Markov Decision Processes

A Markov Decision Process (MDP) is the formal mathematical framework for sequential decision-making under uncertainty. It provides the foundation for virtually all of reinforcement learning theory.

Formal Definition

An MDP is a tuple $(\mathcal{S}, \mathcal{A}, P, R, \gamma)$:

$\mathcal{S}$: state space (finite, countably infinite, or continuous).
$\mathcal{A}$: action space.
$P: \mathcal{S} \times \mathcal{A} \times \mathcal{S} \to [0,1]$: transition probability function. $P(s’ \mid s,a)$ is the probability of reaching $s’$ from $s$ via action $a$.
$R: \mathcal{S} \times \mathcal{A} \to \mathbb{R}$: reward function. $R(s,a)$ is the expected immediate reward.
$\gamma \in [0,1)$: discount factor.

Markov property: $P(s_{t+1} \mid s_t, a_t, s_{t-1}, a_{t-1}, \ldots) = P(s_{t+1} \mid s_t, a_t)$. The future is independent of the past given the present state.

Finite vs. Infinite Horizon

Finite horizon: the episode terminates after exactly $T$ steps. Return is $G_t = \sum_{k=0}^{T-t-1} r_{t+k}$ (undiscounted or discounted).

Infinite horizon with discount: $G_t = \sum_{k=0}^{\infty} \gamma^k r_{t+k}$. Discounting ensures $G_t$ is bounded as long as rewards are bounded.

Episodic MDP: finite horizon with a terminal state. After reaching the terminal state, the environment resets. Atari games, board games.

Continuing MDP: no terminal state; the agent interacts indefinitely. Average reward criterion may be used instead of discounted sum.

Policies

A policy $\pi$ specifies the agent’s behavior.

Stochastic policy: $\pi(a \mid s) = P(A_t = a \mid S_t = s)$. The probability of taking action $a$ in state $s$.

Deterministic policy: $\pi: \mathcal{S} \to \mathcal{A}$.

Stationary policy: does not depend on time $t$. For infinite-horizon discounted MDPs, the optimal policy is always stationary.

Markov policy: depends only on the current state (not on history). Sufficient for MDPs.

Return and Value Functions

Return from step $t$:

\[G_t = r_t + \gamma r_{t+1} + \gamma^2 r_{t+2} + \cdots = r_t + \gamma G_{t+1}\]

State value function under policy $\pi$:

\[V^\pi(s) = \mathbb{E}_\pi[G_t | S_t = s]\]

Action value (Q) function under policy $\pi$:

\[Q^\pi(s, a) = \mathbb{E}_\pi[G_t | S_t = s, A_t = a]\]

Relationship: $V^\pi(s) = \sum_a \pi(a \mid s) Q^\pi(s,a)$

Partially Observable MDPs (POMDPs)

When the agent cannot directly observe the full state, the process is a POMDP:

$(\mathcal{S}, \mathcal{A}, \mathcal{O}, P, R, Z, \gamma)$

where $\mathcal{O}$ is the observation space and $Z(o \mid s’,a)$ is the observation emission probability.

The agent maintains a belief state $b(s) = P(S_t = s \mid o_1, a_1, \ldots, o_t)$, updated by Bayes’ rule after each observation.

Exact POMDP solution is PSPACE-hard. Practical approaches:

Maintain a history of observations as a proxy for the belief state.
Use a recurrent neural network to maintain an implicit belief state.
Frame-stacking (Atari DQN): input the last 4 frames to provide temporal context.

Reward Design

The reward function fully specifies the agent’s objective.

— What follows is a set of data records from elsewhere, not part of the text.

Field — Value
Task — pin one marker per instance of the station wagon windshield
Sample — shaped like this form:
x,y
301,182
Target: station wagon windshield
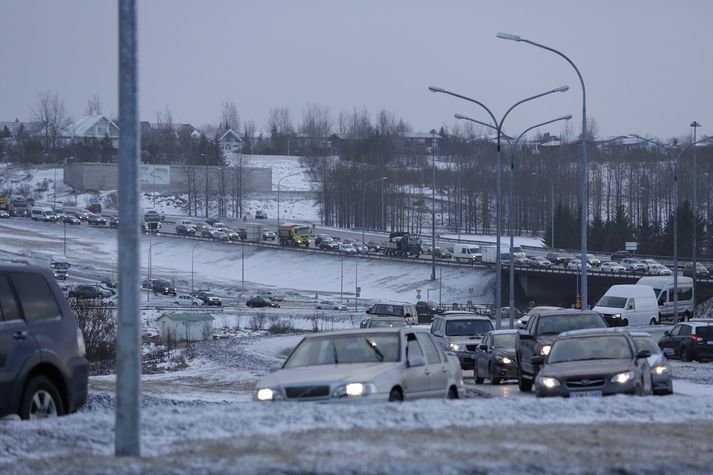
x,y
345,349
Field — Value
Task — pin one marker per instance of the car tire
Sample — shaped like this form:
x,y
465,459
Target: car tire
x,y
41,400
524,385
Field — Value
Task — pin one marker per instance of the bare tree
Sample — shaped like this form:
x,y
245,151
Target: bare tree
x,y
229,116
52,114
93,106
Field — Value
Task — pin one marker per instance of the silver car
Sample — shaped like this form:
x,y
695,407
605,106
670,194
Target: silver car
x,y
386,364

Poor design leads to reward hacking.

Sparse rewards: reward only at goal achievement. Hard to learn with; requires efficient exploration.

Dense rewards: shaped rewards at intermediate steps. Easier to learn; may misalign with the true objective.

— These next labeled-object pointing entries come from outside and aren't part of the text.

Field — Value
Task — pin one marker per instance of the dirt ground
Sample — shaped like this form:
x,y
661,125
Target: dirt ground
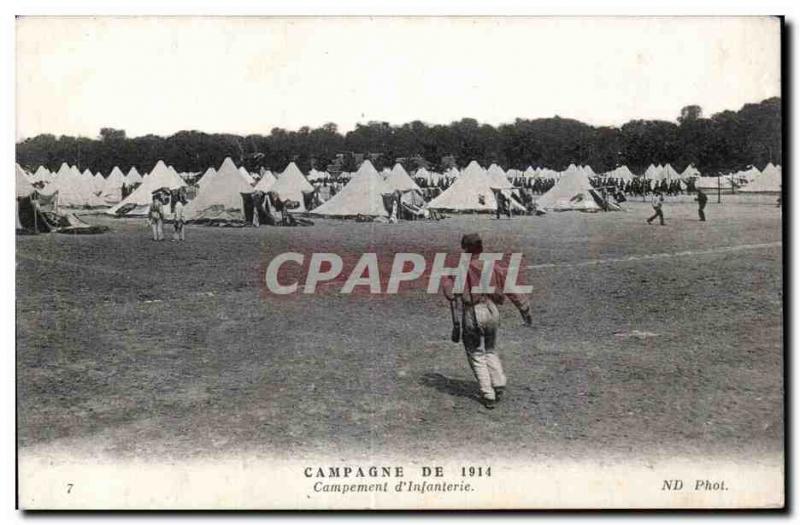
x,y
646,340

Reward shaping: add a potential-based shaping term $F(s,a,s’) = \gamma \Phi(s’) - \Phi(s)$ without changing the optimal policy (potential-based shaping theorem).

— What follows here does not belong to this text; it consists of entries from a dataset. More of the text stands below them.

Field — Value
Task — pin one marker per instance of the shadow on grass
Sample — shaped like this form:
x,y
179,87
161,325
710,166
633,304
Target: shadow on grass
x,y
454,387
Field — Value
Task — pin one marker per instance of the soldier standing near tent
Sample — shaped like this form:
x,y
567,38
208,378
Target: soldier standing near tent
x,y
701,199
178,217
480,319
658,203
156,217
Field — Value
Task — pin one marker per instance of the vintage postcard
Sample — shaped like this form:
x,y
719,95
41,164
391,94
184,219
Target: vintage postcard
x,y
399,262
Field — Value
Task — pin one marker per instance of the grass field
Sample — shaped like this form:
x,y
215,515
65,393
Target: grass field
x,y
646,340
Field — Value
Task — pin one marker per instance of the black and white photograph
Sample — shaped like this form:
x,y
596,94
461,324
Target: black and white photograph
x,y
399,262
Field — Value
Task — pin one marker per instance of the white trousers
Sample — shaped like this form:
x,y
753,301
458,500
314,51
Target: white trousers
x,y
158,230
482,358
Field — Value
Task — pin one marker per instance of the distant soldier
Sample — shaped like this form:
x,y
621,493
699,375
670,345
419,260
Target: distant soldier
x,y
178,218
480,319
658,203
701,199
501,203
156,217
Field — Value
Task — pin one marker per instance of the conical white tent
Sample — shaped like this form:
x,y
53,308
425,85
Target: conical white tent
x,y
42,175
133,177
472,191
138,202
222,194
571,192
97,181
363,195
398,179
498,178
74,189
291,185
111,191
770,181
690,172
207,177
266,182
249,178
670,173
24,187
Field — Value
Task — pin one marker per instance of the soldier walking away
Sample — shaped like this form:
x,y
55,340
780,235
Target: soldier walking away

Inverse RL: infer the reward function from expert demonstrations. Applicable when specifying rewards is difficult.

Absorbing States and Termination

Terminal (absorbing) state $s_\text{term}$: $P(s_\text{term} \mid s_\text{term}, a) = 1$ for all $a$; $R(s_\text{term}, a) = 0$.

Once reached, the episode ends. Modeling termination as an absorbing state with zero reward preserves the standard MDP framework.

Finite MDP Example: Grid World

A grid of cells. States: cell positions. Actions: up, down, left, right.

Moving into a wall: stay in place.
Terminal states: goal (reward +1), pit (reward -1).
All other transitions: reward -0.01 (step cost to encourage efficiency).

This is fully specified as a finite MDP and can be solved exactly with dynamic programming.